On Literacy Day,
Teachers Show How
Can Spark Reading
BY KRISTEN BUCKLES
A pair of warm brown eyes on a furry face can be far more approachable than a correcting adult.
With that thought in mind, Camp Creek Elementary School's reading specialist, Misty Mercer, teamed guest readers with teachers' friendly pets for the school's Third Annual Literacy Day on Friday.
This timing comes just before International Literacy Day on Sunday.
Small dogs such as Bear the Pomeranian and Raegan the Dachshund exuberantly greeted Pre-K-through-third-grade students in their classrooms before settling down to listen quietly as guest readers shared literary classics.
A LISTENING EAR
In some cases, students even paired one-on-one with the animals to read to them, a situation that Bear loved, considering how generous those students were with treats.
Third-grade student Jasmine King generously doled out treats before
reading to Bear, who appeared to listen adoringly.
"I love to see dogs, and I think that it's a great day for the dogs," she said. "If you read to a dog, you can do it [read].
"You can read, and you can learn how to read. You'll get better and faster at reading."
This one-on-one experience, Mercer explained, is a trial run for the school as Csmp Creek Elementary works toward implementation of the University of Tennessee's Human Animal Bond in Tennessee (H.A.B.I.T.) Ruff Reading Program.
No other school in Greeneville or Greene County has yet explored the program, which partners therapy dogs from the community with students for a "no pressure" reading environment.
"I'm really, really excited about this one!" Mercer said.
She explained that the school's guidance counselor first came across the program when studying counseling using therapy dogs.
"It's just amazing what they do," she said. "It helps to give students some confidence."
"It gives a non-biased, living thing that students can be reading to that's not going to judge their reading, but it's going to allow them the practice that they need to read out loud," added Dr. Amy Hall, Camp Creek's principal.
"The motivation is a big thing."
Mercer further explained that implementing UT's program will require a certification of the school building. In addition, she will be required to attend an informational session.
Taking care of those requirements has not yet been done, of course. But her excitement over the possibilities the program represents prompted Friday's trial run -- which by mid-morning she had deemed a success.
Director of Schools Dr. Vicki Kirk, who attended the Literacy Day activities, was also impressed by the program's possibilities.
"I think incorporating animals is a wonderful idea," Kirk said. "Sometimes kids will talk to animals when they can't [talk to] adults. The animals won't judge them."
While UT's program is designed for students just learning to read -- grades Pre-K through 2nd grade -- the upper grades were not forgotten.
On Friday, "celebrity guests" such as Kirk and Tusculum College basketball players served as the upper grades' motivation to read by enthusiastically delving into some of their personal favorite books with the older classes.
"The goal for today was, we want to emphasize the crucial literacy skills that students need for success -- not only in school, but in work and in life," explained Dr.

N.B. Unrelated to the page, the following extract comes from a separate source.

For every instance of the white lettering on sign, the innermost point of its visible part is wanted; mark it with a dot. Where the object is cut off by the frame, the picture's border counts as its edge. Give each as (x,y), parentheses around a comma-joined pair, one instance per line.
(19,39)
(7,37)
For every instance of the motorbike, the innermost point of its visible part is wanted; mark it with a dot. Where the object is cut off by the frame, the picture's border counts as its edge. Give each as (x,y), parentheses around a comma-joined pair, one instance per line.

Hall.
The theme for the day was "Read Across the Ages," with classics such as Dr. Seuss, Junie B. Jones, "Tuck Everlasting," "Charlie and the Chocolate Factory," and "Little House on the Prairie" highlighting a selection of books from numerous decades.
DRESS FOR THE DECADES
Guest readers in each classroom dressed in a way appropriate to the decade in which the book they read was written.
Hall, for example, sported a poodle skirt on Friday to read "The Cat in the Hat" to the kindergartners.

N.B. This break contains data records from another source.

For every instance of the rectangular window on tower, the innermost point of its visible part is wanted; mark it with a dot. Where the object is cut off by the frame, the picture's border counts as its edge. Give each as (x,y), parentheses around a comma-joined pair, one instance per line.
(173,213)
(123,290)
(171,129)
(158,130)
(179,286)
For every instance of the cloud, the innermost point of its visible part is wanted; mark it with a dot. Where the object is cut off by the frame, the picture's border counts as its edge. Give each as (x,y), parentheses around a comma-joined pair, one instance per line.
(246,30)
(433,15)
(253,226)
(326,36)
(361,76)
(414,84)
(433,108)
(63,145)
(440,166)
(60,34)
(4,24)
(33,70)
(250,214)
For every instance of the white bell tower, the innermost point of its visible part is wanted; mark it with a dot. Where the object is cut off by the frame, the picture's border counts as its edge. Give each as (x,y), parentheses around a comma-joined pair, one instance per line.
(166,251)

"A good book never goes out of style," Hall explained. "If you can read, pretty much the door's open to do anything else that you want to do."
The goal this year is to improve by four percentage points the school's overall percentage of students scoring Proficient or Advanced in reading on the Tennessee Comprehensive Assessment Program (TCAP).

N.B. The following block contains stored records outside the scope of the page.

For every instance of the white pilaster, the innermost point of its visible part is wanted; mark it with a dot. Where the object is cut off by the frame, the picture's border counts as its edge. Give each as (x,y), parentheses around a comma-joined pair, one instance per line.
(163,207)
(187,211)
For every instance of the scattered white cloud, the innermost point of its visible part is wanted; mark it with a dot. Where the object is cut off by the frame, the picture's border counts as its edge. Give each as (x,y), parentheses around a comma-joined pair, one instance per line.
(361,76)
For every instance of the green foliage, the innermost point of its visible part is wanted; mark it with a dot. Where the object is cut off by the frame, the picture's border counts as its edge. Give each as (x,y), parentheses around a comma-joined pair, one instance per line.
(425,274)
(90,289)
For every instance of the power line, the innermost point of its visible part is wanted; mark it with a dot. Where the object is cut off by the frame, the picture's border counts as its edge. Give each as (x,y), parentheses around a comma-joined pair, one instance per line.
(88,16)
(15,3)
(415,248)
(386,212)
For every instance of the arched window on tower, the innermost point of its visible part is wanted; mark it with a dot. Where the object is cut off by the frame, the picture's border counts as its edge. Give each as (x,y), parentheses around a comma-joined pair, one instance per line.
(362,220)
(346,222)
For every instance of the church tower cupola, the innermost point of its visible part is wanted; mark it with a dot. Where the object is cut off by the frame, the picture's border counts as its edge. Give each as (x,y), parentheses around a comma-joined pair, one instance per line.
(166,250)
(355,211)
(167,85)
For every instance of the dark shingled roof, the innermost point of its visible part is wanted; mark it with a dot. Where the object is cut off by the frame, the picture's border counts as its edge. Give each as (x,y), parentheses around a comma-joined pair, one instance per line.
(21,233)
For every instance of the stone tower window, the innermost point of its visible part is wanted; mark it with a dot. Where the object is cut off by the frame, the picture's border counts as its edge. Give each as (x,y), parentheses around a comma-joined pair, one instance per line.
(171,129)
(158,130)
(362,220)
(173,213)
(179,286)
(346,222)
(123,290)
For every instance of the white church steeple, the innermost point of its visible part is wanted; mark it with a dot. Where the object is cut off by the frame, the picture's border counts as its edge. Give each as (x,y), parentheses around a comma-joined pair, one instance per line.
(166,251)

Turning Camp Creek into a school filled with avid and capable readers has been Mercer's goal since she became the school's first reading specialist.
Three years into these Literacy Day events, she said she can see a marked difference.
"We've come a long way since three years ago," she said. "Scores have increased, and the reading/literacy culture has dramatically increased. The kids are much more excited about it.
"Even the teachers are more excited with it," Mercer added.
"It is because of the teachers, their dedication and their commitment," Hall added. "They are the key in instilling the love of reading, the love of learning, in our students."
On Friday, Hall challenged each student to read more books than she herself does over the course of the school year.
"I have a lot of children's books in my office," she said, grinning. "The more they read, the better they read."
The school plans to hold a Literacy Night event for the entire community near the end of October and another event in March with other schools in the southern quadrant of the county.